はじめに

これから神が存在するかについての私の考えを徐々に述べていく。世界には神が存在するという論拠や神が存在しないという論拠がたくさんある。それぞれを取りあげてどれほど確実な論拠なのかを考察していく。しかしこれは私の中で結論が出ていない問題であり、あくまで暫定的な結論である。結論から言うと「神がいる」:「神がいない」の私の確信度の比は6:4くらいである。そんな中途半端な確信度で文章を書くなと言われれば反論はしないが、あくまで暫定的な結論ということで了承いただきたい。

「神がいる」「神がいない」という両極からのどちらかに読者を導こうという立場からの考察ではない。それぞれの論拠が正しいかどうかを検討することで読者が自分自身でどの立場を取るかを正しく選んでもらおうというのが目的である。

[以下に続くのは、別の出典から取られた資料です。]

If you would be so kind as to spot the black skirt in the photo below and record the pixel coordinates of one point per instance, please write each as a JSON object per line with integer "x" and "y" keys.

順番に述べていく。恐らく12回ほどのシリーズになると思う。前半の記事は多くの人がすでに述べている内容を自分の考察を交えながらなぞっていく。徐々に自分の考察を展開していく。第7回以降の後半論述が本格的な論述になる予定だ。

よく言われる説だから重要ではないというのではない。多くの人が言う内容だから逆に重要だと言える。しかし記事として載せるうえでの希少価値という点では多くの人が言う説はあまり価値がない。だからそういう記事は前半に論じていく。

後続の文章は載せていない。